There have been multiple challenges to launching a business in Nigeria, not the least of which involve staffing. How do you find the right people for the right jobs? How can you be assured they are competent and trustworthy? Those are the key questions I have faced while co-founding three social ventures — eHealth Africa (in 2010), EHA Clinics (in 2018) and eha Impact Ventures (in January 2021).

The latter venture involves a commitment to building the nation’s impact investing ecosystem, with a particular emphasis on supporting female-owned small and medium-sized enterprises. As with the first two companies I co-founded, there are also challenges revolving around infrastructure, security and corruption. But human resources is an enormous piece of the puzzle, to be sure.

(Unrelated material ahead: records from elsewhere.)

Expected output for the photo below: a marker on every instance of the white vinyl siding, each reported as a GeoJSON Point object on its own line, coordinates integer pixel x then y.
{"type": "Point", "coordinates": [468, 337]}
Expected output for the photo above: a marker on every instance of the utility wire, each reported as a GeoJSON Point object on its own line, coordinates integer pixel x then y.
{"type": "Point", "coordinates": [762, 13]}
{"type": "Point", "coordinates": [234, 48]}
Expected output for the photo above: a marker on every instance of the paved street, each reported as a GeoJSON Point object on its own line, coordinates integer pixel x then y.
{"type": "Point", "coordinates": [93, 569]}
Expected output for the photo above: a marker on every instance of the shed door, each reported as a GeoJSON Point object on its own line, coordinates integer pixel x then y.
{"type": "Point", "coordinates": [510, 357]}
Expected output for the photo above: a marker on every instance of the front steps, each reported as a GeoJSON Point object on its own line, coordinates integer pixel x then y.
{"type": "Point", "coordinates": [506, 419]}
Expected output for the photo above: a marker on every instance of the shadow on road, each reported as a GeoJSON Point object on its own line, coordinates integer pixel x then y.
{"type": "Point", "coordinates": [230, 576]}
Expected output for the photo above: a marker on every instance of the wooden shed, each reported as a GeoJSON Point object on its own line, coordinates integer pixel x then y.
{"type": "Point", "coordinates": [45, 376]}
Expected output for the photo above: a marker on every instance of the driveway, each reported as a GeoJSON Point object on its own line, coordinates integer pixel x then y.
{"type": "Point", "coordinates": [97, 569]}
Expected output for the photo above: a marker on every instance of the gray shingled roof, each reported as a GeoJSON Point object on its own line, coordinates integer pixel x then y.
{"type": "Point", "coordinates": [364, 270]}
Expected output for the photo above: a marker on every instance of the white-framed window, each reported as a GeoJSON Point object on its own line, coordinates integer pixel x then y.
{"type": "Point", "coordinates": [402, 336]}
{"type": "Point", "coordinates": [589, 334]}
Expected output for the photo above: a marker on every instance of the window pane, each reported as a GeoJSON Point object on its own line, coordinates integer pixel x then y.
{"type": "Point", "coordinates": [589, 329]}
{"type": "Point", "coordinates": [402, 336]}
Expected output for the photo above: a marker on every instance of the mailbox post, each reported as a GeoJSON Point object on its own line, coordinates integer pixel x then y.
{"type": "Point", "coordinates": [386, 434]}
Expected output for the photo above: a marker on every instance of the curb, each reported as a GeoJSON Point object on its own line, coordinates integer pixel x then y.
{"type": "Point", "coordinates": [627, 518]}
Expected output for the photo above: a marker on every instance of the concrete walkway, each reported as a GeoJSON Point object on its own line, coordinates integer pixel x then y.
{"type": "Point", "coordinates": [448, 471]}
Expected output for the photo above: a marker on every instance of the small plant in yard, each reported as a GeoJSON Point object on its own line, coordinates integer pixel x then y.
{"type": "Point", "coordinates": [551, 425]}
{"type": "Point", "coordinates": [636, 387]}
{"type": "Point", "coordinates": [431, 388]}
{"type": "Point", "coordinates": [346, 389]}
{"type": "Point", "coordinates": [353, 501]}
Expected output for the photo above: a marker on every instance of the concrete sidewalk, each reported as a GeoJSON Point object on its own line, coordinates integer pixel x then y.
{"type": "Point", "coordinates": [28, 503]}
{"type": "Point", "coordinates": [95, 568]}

A piece in The Guardian offered six crucial steps to hiring the right people:

  • Establishing a clear vision: As a business leader, it is incumbent upon you to define the direction of your business. Your recruiting policies should be clear, your culture entrenched and the staffing budget adequate to attract the kind of talent that is needed to propel your business forward.
  • Seek agile, forward-thinking staffers: The business world, like the world at large, is forever changing, especially when it comes to technology. That being the case, it is vital to bring aboard employees who can adapt with the times, thereby ensuring that your company remains relevant for the long haul.
  • Make your expectations clear: Spell things out for potential hires. Make sure they understand, whether through your announcement or face-to-face interactions, exactly what you want from them. In addition, make clear who will be on their team, who they will be reporting to, etc. Leaving anything to chance results in guesswork and inefficiency.
  • Put candidates to the test: It is one thing to read a resume, quite another to have an understanding of how a potential employee might react to a real-life situation. As a result, it is not unreasonable to ask hypothetical questions about how a candidate might handle day-to-day challenges.
  • Value soft skills: Emotional intelligence — possessing traits like self-awareness, self-management, social awareness and relationship management — is invaluable in this day and age, as it makes for better teammates, better problem-solvers, better communicators and, ultimately, better companies.
  • Spell out salary, benefits, etc.: That means not only coming to an agreement on all those issues, but making clear what deductions will be made from any given paycheck, and how great those deductions might be. The fewer surprises there are, the less disillusionment there will be.

Even given all that, there are times when a business leader has to rely on his or her gut. I know I have done that during the hiring process, and it has served me well. I find myself looking at a potential hire and asking myself whether they will be dependable and trustworthy, and more often than not my instinct proves correct.

FBI agents actually have this down to a science, noting that certain gestures on the part of interview subjects can be signs of nervousness or deception. It is a matter of noticing what motions might be typical of a given person, then observing deviations. There are other telltale signs, like how someone talks or even walks.

If these things are valuable in solving a crime, they have no less value in fleshing out a staff. And obviously that has long-term ramifications, in terms of cohesion, collaboration and productivity.